As for the hardware supporting the FOX system, Sumitomo Capital has not decided which platforms to use. But, because the trading house is familiar with Microsoft Windows NT, it will most likely use NT instead of Unix for the server and client halves of their architecture, says Yamanaka. Sumitomo Capital is collaborating with FSJ on how best to configure the system. Yamanaka says he has few specifics about the implementation plans because they are changing as the trading environment in Japan changes.
CHANGING RULES
As an example, he says that when Sumitomo Capital sent out its request for proposal (RFP) for an order routing system last year, the Tokyo Stock Exchange did not allow a subsidiary company of a bank to connect to the TSE for trading directly with the exchange. Now, the TSE is relaxing that rule and others. The uncertainty will remain until it is known what the new rules at the TSE will bring.

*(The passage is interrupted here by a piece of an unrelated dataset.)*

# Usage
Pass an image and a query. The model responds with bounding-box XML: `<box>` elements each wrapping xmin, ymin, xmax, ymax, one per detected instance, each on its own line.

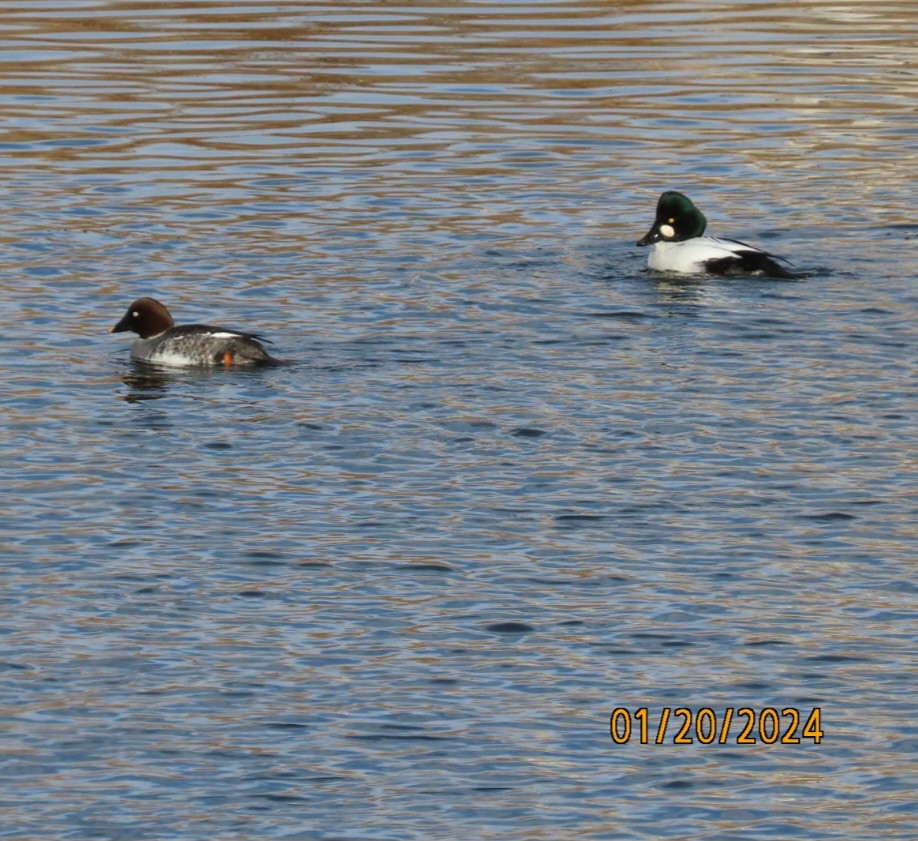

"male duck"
<box><xmin>109</xmin><ymin>298</ymin><xmax>279</xmax><ymax>367</ymax></box>
<box><xmin>637</xmin><ymin>190</ymin><xmax>794</xmax><ymax>278</ymax></box>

The vendors other than FSJ who replied to the RFP included Tibco, Nippon Steel, Toshiba Engineering and Midas-Kapiti, says Yamanaka. He adds that Nippon Steel has a system under development.
During the evaluation period, officials from Sumitomo Capital visited some of FSJ's clients, including Morgan Stanley, to see FOX in action. Morgan Stanley's Tokyo site replaced a homegrown system with the FSJ software last year (Dealing & Investment Systems, October 20, 1997). Barclays Capital Markets recently became another FOX user when it implemented the system at its Tokyo offices earlier this year (TTW, March 2).
FOX was originally developed in 1995 by Fusion Systems Japan along with Jardine Fleming Securities, for use at Jardine Fleming's Tokyo office (D&IS, August 14, 1995). FSJ was formerly known as Fusion Systems Japan.
In addition to deploying the FOX system for order routing, Sumitomo Capital has also decided to use the FOX data to feed what will be an internally developed fixed-income trading system to support its approximately 18 debt traders. Initial plans call for the new trading system to be a 32-bit application with full Year 2000 compliance, says Yamanaka. He declines to say when the system will be ready for implementation.
Sumitomo Capital's debt traders developed the incumbent bond trading system in 1994, using a Microsoft Excel spreadsheet that runs under the Windows NT platform. Yamanaka says the in-house system currently operates under Windows NT 3.51 and Excel version 4.0, which is a 16-bit application. The traders access the system on their desktop PCs, which are a mix of major PC brands, says Yamanaka.
He says the new bond trading system will be better from a risk management standpoint because it will be developed by Sumitomo Capital's IT staff following standard software development methods. The current fixed income trading system is "dangerous from a risk management point of view," because it was designed by traders, and is a non-standard application, he says.